The former Saint Louis University associate head coach and now the head coach at Loyola University Chicago, Moser also did the legwork when recruiting Evans in the summer before his senior year of high school.
“Dwayne’s one of those guys where you appreciate what he does when you watch him day-in and day-out,” Moser says. “… In recruiting, let’s say you go to a tournament in Orlando and you pop in to see him one game but might not be able to see him the next two. You have to see him every game.
“I followed him every single game. I swear to God. I watched almost every game the entire summer and I stat-ed him and he almost got a double-double every game that whole summer. This kid just gets it done. I love guys like that.”
When Evans made a verbal commitment to SLU in September of his senior year at Neuqua Valley High School in Naperville, Ill., he had other offers, though not many. He picked the Billikens over Toledo, Drake, Kent State, Western Michigan and Northern Illinois, all of which offered scholarships. Northwestern, Illinois State and others expressed interest but didn’t make offers.
It’s safe to say Evans, now a 6-foot-6, 230-pound senior small forward, has proven a lot of people wrong in his first three seasons at SLU and has made a lot of college coaches regret not taking a closer look.
Evans has established himself as one of the best players in the Atlantic 10 Conference and is the undisputed leader of a SLU squad that has made back-to-back NCAA Tournament appearances and won a school-record 28 games a year ago.
“He keeps getting better,” SLU coach Jim Crews says. “He’s really bloomed into a confident player. He really plays to his strengths. He’s kind of a great example of our team. Usually, we keep it pretty simple and he’s kept it simple and has really mastered simple. That’s why he’s been pretty successful. He’s strong on the boards and he’s strong inside. He complements it with outside shots, but he doesn’t overshoot things. He’s got a nice stroke. He plays to his strengths.”

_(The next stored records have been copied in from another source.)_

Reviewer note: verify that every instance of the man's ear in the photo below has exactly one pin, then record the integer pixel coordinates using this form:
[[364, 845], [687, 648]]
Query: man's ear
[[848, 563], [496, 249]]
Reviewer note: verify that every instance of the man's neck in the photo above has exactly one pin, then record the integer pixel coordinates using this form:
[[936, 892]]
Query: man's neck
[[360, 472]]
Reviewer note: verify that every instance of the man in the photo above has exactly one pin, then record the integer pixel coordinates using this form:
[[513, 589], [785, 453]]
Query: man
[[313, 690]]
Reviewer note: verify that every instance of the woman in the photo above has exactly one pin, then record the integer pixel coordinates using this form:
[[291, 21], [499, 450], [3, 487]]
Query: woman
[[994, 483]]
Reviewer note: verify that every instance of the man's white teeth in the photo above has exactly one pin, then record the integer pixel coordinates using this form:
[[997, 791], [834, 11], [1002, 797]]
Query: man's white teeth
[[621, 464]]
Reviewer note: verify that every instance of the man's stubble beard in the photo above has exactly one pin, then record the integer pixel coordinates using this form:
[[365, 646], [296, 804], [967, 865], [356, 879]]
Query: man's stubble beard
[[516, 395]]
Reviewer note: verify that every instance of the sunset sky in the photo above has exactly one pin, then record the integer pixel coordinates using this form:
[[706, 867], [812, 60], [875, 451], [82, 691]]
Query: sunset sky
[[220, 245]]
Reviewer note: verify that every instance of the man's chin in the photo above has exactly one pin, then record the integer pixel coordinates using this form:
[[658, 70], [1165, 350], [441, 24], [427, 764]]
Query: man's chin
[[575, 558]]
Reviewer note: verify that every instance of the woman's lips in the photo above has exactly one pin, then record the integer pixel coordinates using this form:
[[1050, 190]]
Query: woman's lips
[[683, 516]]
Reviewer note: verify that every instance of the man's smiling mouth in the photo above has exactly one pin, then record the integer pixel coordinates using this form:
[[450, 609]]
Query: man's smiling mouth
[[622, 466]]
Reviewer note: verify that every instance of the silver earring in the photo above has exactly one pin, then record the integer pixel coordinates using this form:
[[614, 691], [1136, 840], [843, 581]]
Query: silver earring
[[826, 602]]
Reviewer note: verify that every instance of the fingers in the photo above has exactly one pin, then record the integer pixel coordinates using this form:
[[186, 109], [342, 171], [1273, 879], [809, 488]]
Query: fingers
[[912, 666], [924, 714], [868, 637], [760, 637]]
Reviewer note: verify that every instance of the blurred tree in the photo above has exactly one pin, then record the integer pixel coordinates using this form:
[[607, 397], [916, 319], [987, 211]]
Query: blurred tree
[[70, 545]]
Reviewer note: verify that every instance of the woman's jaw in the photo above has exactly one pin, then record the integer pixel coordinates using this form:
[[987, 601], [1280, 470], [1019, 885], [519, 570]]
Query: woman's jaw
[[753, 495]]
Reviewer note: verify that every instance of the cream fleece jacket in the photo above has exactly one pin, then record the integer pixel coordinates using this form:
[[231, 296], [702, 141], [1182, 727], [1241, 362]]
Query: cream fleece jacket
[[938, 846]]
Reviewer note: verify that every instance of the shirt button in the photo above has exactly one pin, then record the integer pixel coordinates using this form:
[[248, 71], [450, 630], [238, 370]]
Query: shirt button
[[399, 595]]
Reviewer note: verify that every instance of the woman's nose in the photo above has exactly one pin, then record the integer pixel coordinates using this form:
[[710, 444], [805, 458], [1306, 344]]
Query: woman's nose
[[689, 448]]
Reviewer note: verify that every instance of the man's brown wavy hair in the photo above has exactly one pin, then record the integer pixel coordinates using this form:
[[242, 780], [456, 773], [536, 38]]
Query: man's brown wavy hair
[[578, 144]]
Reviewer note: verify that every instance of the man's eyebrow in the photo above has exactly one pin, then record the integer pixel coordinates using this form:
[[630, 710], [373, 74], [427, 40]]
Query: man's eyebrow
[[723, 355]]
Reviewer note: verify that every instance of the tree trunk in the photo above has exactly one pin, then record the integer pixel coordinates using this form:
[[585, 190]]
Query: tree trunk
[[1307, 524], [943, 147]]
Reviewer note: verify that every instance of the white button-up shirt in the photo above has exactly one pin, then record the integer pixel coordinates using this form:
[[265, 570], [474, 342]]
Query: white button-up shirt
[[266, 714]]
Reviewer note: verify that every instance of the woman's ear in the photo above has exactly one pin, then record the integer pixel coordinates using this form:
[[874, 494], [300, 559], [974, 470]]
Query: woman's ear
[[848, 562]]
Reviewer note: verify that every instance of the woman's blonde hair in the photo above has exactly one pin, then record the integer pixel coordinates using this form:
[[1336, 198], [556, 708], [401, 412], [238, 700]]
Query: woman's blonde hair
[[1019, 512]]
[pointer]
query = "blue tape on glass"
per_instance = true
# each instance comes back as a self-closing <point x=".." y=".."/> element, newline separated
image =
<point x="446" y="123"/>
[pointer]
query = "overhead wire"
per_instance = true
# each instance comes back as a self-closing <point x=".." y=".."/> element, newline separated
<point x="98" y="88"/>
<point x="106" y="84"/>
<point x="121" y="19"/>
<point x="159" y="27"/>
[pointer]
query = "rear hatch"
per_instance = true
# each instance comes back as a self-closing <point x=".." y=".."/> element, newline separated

Evans has improved each season, as have the Billikens.
He was named to the A-10 All-Rookie Team as a freshman after averaging 8.5 points and 6.5 rebounds per game as SLU struggled to a 12-19 record. He averaged 7.9 points and 7.3 rebounds as a sophomore as the Billikens went 26-8.
Evans was a first-team all-conference selection as a junior, when he led SLU in scoring (14 points per game) and rebounding (7.7). He was stellar down the stretch, averaging 17.9 points per game over the final two months as the Billikens finished 28-7, won the A-10 regular-season and tournament titles — he was named the most outstanding player of the A-10 Championship — and, as a No. 4 seed, advanced to the third round of the NCAA Tournament.
SLU’s super senior, whom Moser calls an “awesome mismatch guy” because he can take bigger guys outside and smaller guys inside, has continued to work on his game at every opportunity, including on a trip with Athletes in Action to Ivory Coast in Africa this summer.
“Really improving everything over the summer and over on my trip to Africa,” Evans says. “Just ballhandling. Outside shot. Decision-making off of ball screens. I mean, really, just expanding my entire game.”
The kid who was overlooked by so many college coaches while in high school has continued to expand on his versatile game, working on his weaknesses until they develop into his strengths.
“It’s been every year,” Evans says. “I feel like I’ve made at least small strides every year that I’ve been here and, hopefully, I’ll show more improvement this year.”
That’s a scary thought for the rest of the Atlantic 10 Conference.
“He’s improved his jump shot, his ballhandling, his strength,” Moser says. “He doesn’t have that wow factor if you just catch him in one game. He has the wow factor if you watch him a number of games and can see what he brings.”